About All Souls

We are a diverse, spirit-growing, justice-seeking community.

All Souls is a progressive religious community in the heart of DC, at the intersection of Mt. Pleasant, Adams Morgan, and Columbia Heights. We walk diverse paths to find meaning and purpose, but are united by our belief in the worth and dignity of all, and the obligation to express our faith through acts of justice and compassion. Join us as we create a diverse, spirit-growing, justice-seeking community that’s true to our name, All Souls!

Join us for worship on Sunday mornings at 10:30 am, either in person or online. You’ll find us at 1500 Harvard Street NW, Washington DC 20009 (@16th Street). You can contact us at 202.332.5266 or allsouls@allsouls.ws. The Zoom link for Sunday services can be found on our homepage.

If you’d like to learn more about the church or Unitarian Universalism, we invite you to About All Souls, a casual, one-hour-long introduction to our community. These sessions happen on the first Sunday of every month, following the service (for now, we’re meeting on Zoom – just stay on the same Zoom call after worship). If you have questions in the meantime, reach out to Membership Manager Gary Penn (gpenn@allsouls.ws; 202.517.1465).

Our History

All Souls Church, Unitarian, has, for two centuries, played a vital role in Washington, DC, and the nation as a whole. Located at the intersection of 16th and Harvard Streets, the congregation’s third church straddles the Mount Pleasant, Columbia Heights, and Adams Morgan neighborhoods. All Souls was founded in 1821 as First Unitarian Church by some of Washington’s most prominent White men, including Secretary of State and future President John Quincy Adams; Secretary of War and future Vice President John C. Calhoun; Architect of the Capitol Charles Bulfinch; and newspaper publisher, city alderman, and future mayor Joseph Gales. Some of the founders were enslavers; others strongly opposed slavery.

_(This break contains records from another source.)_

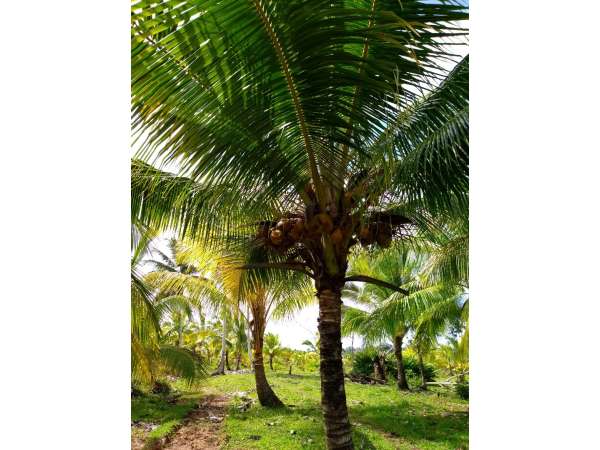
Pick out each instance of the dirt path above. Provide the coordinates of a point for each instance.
(202, 429)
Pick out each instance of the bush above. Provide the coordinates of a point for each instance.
(161, 387)
(462, 390)
(362, 364)
(411, 366)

In the words of All Souls’ former Senior Minister, Rev. Robert M. Hardies: “Our ancestors dreamed of a special kind of church of the free spirit, unfettered by dogma; a church of the free mind pursuing all truth, a church of the free person, resisting all bonds of oppression. For 200 years, since 1821, All Souls has served as a shelter of those dreams.”

Church Governance

5th Principle: We, the members of All Souls Church Unitarian, covenant to affirm and promote the right of conscience and the use of the democratic process within our congregation and in society at large.

“Democracy means not ‘I am as good as you are,’ but ‘You are as good as I am.'” – Theodore Parker

At All Souls Church Unitarian, the congregation governs the church through representatives elected as church officers and trustees. At the annual Congregational Meeting, members also vote on the church’s budget, changes to our bylaws, and other matters of church governance.